I think there's a palpatible gay backlash happening. My partner Bryce and I have heard of three different gay bashings now in three weeks. Kevin's being the third.

Something is happening out there, something ominous.

Anonymous said...

Coming from the straight world (was married for 20+), one of the most frustrating parts about coming out was that I suddenly had to be aware of PDA's with my bf. In my relatively conservative town, it's just not seen. Over the past few years; however, as I've become more comfortable with myself, it becomes less of an issue to hug or kiss a man in public. That said, I and many of us have a long way to go.

And then I ask myself what would Mary Richards do? Well, she had SPUNK! And unlike Lou, I like spunk.

Adam said...

You hit it out of the park AGAIN! You are my idol, fantastic!

Anonymous said...

That is completely awful. And you have a point, and as a high school student, I know it's happened because I see it happening every day. At the Public School I'm at now, most people are sensible about the issue, considering the ammount of gay couples have, but at the Catholic high school, if you're gay or if people think you are, prepare to get the shit beaten out of you. X_x We had a few incidents of people who were in the Catholic School's theatre program who were hurt because people assumed they were gay.
So once again, it seems that public schools (at least in my area) are more open to it, (We had some parents protesting last year about a picture of a gay couple in the school's yearbook, but the board refused to have the picture taken out of it.) it's in conservative areas where the hate keeps being taught.

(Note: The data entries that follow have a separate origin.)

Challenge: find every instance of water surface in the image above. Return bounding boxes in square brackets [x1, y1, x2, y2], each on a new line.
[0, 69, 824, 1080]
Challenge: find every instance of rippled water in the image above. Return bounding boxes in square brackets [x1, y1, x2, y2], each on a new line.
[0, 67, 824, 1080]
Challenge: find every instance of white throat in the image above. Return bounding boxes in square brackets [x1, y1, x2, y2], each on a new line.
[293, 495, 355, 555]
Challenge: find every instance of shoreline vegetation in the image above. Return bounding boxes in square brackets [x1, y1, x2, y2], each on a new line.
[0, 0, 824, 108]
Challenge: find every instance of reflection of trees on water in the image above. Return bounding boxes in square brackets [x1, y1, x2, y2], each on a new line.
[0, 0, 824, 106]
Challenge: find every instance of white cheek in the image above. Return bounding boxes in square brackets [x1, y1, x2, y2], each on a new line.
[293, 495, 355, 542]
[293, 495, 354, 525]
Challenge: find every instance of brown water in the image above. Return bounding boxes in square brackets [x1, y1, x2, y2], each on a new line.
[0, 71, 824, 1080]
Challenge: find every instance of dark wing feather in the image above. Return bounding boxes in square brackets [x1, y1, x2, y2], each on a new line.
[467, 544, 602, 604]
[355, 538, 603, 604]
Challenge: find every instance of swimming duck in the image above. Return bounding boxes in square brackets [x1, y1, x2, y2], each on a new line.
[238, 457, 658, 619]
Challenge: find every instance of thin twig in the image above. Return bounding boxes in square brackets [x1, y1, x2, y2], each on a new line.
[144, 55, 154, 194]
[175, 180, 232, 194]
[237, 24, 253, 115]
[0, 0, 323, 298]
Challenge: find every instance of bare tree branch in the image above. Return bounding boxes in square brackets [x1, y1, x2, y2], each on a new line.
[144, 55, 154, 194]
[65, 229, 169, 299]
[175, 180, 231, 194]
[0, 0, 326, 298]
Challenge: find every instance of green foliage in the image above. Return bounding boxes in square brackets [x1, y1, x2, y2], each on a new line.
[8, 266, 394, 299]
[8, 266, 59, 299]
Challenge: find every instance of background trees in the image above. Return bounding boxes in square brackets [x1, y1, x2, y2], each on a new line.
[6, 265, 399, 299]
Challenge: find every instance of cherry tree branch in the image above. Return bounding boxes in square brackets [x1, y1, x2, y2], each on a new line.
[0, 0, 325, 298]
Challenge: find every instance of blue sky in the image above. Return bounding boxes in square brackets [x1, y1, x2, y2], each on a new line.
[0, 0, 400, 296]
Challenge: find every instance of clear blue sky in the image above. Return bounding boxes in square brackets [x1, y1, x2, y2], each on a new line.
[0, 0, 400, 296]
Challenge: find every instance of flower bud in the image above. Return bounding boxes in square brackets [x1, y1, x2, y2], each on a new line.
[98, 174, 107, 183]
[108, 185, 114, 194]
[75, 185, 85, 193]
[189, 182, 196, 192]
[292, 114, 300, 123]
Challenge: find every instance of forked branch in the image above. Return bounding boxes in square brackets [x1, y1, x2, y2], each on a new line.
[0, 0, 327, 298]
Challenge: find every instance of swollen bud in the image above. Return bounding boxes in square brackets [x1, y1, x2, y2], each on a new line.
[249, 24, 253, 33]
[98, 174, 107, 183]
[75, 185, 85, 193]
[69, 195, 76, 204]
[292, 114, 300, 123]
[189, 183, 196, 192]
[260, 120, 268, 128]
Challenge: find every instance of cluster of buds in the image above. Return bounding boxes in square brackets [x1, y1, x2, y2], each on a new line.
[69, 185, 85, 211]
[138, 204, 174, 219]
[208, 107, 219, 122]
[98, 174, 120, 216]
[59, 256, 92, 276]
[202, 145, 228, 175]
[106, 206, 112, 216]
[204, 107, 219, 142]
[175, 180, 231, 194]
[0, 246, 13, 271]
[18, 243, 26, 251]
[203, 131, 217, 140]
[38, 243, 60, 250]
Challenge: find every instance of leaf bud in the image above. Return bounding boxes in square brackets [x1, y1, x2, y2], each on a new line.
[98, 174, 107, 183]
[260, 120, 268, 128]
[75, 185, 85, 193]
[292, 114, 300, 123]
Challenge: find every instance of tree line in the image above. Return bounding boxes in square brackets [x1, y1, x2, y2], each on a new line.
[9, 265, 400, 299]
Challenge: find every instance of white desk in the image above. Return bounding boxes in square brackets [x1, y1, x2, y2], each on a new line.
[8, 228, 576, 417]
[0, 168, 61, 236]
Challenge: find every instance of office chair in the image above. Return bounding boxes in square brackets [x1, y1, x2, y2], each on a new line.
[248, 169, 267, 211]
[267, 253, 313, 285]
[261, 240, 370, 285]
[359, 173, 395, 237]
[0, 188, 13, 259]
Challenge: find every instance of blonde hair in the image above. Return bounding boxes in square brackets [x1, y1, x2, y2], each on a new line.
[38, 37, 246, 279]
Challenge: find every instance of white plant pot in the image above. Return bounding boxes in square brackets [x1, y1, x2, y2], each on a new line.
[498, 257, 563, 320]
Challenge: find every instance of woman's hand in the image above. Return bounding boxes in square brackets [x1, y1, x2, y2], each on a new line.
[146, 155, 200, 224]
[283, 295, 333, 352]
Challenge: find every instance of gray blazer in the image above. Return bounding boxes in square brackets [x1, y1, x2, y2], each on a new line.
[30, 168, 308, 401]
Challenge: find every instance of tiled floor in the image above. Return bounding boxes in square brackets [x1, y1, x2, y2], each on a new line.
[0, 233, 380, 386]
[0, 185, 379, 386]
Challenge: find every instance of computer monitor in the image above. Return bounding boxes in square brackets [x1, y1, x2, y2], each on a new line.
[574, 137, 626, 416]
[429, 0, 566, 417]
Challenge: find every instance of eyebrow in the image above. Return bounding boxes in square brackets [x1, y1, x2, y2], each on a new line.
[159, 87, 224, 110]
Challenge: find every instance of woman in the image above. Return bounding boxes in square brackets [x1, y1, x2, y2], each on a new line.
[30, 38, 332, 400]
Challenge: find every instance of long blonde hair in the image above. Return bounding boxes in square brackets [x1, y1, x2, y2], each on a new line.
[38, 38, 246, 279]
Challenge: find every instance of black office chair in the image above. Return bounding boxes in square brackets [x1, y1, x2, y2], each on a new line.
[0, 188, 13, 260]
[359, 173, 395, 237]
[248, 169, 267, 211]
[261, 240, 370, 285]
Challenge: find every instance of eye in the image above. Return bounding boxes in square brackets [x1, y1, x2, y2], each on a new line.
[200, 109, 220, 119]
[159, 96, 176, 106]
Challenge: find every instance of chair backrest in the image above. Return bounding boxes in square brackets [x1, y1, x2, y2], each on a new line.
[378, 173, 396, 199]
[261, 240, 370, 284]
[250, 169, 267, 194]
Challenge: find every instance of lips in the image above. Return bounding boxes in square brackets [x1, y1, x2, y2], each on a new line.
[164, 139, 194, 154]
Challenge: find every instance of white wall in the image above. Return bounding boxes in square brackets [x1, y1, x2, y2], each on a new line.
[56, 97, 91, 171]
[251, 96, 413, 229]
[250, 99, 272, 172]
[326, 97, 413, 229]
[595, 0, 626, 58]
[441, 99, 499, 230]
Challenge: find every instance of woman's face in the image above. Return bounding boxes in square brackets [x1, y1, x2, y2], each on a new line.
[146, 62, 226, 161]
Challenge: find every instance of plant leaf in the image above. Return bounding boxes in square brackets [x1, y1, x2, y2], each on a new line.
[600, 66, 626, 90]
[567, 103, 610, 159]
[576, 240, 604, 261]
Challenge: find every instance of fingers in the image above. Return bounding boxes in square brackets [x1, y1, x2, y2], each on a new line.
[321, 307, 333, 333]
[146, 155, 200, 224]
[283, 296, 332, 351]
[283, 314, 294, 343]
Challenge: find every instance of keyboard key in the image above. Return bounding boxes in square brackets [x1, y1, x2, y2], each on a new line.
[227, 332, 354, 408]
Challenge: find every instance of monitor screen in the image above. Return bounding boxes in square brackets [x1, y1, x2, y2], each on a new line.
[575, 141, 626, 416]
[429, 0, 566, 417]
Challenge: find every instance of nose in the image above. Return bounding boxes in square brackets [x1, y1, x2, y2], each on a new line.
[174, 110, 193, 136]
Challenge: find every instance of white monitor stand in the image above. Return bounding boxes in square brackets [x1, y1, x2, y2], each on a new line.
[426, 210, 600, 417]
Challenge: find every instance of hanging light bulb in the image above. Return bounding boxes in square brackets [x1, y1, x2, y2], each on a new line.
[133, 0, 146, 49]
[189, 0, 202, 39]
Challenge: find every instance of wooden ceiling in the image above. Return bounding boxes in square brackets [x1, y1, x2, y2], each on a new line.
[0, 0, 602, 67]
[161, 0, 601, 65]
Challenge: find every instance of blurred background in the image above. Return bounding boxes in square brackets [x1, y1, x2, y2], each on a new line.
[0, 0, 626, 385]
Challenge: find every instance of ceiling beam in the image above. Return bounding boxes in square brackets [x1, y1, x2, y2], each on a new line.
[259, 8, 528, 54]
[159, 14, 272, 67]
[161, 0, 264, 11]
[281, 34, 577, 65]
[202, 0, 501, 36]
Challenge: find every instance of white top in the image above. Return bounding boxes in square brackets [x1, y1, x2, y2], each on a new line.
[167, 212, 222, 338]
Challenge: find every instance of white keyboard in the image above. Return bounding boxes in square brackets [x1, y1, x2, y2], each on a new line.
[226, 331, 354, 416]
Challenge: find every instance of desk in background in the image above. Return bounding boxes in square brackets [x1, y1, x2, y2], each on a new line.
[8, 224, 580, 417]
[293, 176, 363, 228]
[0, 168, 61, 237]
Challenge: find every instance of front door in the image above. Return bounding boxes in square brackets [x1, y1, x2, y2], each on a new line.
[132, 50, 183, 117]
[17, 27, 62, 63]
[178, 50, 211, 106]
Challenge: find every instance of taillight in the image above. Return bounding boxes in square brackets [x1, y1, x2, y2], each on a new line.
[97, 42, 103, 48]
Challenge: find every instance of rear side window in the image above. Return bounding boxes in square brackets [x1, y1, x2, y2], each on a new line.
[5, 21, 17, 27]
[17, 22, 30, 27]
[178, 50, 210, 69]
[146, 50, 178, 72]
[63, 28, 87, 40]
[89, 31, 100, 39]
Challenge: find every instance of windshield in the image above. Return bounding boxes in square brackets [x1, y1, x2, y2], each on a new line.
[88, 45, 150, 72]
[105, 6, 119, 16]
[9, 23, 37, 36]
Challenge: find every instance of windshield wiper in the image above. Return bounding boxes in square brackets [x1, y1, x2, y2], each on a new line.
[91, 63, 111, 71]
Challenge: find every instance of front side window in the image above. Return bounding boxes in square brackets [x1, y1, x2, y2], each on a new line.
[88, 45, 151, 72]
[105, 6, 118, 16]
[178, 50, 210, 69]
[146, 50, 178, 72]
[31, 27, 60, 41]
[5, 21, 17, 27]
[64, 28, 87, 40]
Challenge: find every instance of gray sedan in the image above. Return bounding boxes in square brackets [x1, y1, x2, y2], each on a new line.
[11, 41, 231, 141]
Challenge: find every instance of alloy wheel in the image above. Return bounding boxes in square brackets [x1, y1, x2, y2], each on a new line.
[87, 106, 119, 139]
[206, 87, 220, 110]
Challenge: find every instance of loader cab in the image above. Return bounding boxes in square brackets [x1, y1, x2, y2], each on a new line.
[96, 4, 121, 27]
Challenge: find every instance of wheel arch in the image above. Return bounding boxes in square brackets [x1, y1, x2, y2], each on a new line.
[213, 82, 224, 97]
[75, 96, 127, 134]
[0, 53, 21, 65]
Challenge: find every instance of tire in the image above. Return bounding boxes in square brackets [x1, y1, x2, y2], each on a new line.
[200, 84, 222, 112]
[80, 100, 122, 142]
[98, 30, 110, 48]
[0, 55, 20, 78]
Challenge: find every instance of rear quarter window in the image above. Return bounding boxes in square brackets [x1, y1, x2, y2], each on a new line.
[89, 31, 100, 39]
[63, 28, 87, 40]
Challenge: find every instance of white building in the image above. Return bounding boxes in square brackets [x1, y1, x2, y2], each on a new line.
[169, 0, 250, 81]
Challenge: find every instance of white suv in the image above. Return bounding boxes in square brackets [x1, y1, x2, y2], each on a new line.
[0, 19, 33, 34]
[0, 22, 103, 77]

A Bear in the Woods said...

It's so easy to forget that Germany was the most liberal and democratic state in the world, shortly before Hitler came to power. I don't believe in the nation state as a unit of governing power anymore. Territorial possession as an index of national identity is outmoded, I believe. And yeah, exes who lie suck, big time.

jeanadventures said...

well i think we should not be disheartened by society's outlook, on the positive side we've come a very long way since the old days where we're likely to be tied to the city square and thrown rocks at :) it is rather disconcerting to note that most people simply refuse to acknowledge the fact that same sex can love and care for each other.